Each quarter has two datasets that are relevent for model creation. The Origination Data file encompasses the loan-level origination details for all loans originated in the quarter. The Monthly Performance data file includes credit performance and actual loss information for each loan on a monthly basis. The data spans from the loan’s acquisition by Freddie Mac until the termination event, or Performance Cutoff Date, which represents the last period of performance data available for any loan in the dataset. Each loan in the origination data file is assigned a unique Loan Sequence Number. The corresponding monthly performance data file may include multiple records with the same Loan Sequence Number, indicating the monthly performance periods associated with a specific loan.

Analyzing the Data in the Columns

Before creating the model, the data was thoroughly analyzed to gain better insight on the different features present. Given the dataset’s extensive size, a sample was used for a majority of the analysis.

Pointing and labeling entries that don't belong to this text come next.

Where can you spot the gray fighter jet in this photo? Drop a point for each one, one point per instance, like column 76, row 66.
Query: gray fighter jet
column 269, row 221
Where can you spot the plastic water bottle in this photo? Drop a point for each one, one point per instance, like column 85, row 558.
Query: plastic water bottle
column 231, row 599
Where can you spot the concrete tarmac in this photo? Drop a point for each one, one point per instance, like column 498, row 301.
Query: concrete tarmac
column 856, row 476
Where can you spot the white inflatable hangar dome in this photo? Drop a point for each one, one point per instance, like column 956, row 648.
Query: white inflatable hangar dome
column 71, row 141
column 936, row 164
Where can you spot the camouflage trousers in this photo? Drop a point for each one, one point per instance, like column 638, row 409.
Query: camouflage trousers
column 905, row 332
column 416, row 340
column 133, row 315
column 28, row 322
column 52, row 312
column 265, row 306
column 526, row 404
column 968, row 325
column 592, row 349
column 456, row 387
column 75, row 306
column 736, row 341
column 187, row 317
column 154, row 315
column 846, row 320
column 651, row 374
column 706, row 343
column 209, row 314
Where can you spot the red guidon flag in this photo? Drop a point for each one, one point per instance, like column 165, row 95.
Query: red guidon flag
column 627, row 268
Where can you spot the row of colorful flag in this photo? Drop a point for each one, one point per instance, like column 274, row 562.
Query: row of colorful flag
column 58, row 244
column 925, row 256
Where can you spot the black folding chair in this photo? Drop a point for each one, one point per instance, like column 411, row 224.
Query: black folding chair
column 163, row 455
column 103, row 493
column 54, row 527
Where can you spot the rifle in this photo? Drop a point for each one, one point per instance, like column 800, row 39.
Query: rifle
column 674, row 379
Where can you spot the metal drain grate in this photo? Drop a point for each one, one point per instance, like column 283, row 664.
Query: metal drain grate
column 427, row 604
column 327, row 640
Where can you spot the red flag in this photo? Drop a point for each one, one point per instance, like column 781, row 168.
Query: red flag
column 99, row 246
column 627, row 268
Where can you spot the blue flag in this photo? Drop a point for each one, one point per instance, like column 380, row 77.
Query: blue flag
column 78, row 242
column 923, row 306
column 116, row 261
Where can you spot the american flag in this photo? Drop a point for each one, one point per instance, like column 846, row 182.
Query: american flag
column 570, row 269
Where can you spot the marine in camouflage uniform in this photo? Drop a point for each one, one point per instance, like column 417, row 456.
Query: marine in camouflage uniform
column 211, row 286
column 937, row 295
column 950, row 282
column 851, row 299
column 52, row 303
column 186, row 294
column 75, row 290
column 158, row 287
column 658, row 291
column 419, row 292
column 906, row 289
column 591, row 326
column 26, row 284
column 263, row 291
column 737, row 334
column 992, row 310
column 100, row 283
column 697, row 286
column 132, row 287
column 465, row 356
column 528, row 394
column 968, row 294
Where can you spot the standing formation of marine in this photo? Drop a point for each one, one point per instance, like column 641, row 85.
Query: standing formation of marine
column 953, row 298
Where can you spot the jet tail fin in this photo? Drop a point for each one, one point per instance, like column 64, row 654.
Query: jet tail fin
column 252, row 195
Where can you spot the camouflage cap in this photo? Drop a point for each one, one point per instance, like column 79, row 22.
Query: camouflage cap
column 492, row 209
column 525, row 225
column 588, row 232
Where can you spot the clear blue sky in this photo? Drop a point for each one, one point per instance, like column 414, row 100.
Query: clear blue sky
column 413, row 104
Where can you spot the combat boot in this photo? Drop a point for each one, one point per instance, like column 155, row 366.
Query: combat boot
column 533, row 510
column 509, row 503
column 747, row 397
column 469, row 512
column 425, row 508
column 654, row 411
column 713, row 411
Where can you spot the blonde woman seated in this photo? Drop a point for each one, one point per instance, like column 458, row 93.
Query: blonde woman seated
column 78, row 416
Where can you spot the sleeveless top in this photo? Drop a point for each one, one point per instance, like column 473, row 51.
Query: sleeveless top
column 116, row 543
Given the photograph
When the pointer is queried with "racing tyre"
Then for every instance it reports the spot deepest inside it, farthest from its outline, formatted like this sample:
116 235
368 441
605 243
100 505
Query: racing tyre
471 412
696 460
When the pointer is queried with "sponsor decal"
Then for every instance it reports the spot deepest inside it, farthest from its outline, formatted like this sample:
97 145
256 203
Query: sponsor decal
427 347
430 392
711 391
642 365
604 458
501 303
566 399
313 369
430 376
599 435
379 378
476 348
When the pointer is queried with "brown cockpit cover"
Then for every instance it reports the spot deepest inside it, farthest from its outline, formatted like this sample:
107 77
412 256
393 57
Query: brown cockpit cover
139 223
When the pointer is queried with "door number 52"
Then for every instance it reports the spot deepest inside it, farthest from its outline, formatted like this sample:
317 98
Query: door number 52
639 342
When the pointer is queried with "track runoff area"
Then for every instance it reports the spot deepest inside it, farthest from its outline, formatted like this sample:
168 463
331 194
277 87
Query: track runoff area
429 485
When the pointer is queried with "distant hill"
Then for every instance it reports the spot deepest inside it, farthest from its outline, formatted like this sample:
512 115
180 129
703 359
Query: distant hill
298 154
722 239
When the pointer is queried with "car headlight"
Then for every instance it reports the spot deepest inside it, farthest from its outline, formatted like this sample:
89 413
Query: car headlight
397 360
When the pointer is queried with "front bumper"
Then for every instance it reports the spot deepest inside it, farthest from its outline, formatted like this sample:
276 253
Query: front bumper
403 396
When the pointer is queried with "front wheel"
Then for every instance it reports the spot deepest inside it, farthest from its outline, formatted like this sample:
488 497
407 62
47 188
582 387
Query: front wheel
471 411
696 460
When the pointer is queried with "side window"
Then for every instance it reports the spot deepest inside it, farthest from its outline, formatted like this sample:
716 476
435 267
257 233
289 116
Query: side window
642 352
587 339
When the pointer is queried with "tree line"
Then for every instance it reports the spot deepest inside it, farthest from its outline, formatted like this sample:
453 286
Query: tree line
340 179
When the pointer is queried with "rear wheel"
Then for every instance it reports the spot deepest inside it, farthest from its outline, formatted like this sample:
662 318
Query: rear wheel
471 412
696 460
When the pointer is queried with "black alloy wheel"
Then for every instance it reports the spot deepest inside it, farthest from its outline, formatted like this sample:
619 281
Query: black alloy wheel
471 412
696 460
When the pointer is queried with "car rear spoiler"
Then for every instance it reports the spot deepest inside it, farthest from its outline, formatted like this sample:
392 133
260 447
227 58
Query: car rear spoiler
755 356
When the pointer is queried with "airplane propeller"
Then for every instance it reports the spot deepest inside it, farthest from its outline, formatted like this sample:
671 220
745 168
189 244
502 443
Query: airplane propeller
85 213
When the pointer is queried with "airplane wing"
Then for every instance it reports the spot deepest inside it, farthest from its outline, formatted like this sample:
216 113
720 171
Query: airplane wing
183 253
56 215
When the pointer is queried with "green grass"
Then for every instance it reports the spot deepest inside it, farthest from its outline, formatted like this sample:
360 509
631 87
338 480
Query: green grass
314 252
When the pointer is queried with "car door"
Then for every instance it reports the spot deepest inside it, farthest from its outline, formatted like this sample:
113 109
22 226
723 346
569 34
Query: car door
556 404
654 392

The distribution of each of the numerical columns was plotted to determine the range of the values, as well as checking for outliers. In addition, it helped determine the skewness and symmetry of the data. Subsequently, a heat map was generated to determine the correlation between the numerical columns.

Figure 1
Figure 1 - Correlation between Numerical Columns

Taking Care of Null Values

Most of the data analysis involved dealing with the extensive amount of null values in select columns.

Figure 2
Figure 2 - Proportion of Null Values in Each Column in the Dataset

A decision the team had to make was whether to drop these columns or impute them later on during the model development process. The tricky part about dropping columns based on perceived irrelevancy is the fact that null values in one column can be dependent on values in another column. To check for such dependencies within the columns, a chi-square goodness of fit test (a statistical hypothesis test used to determine whether a variable is likely to come from a specified distribution or not) was conducted.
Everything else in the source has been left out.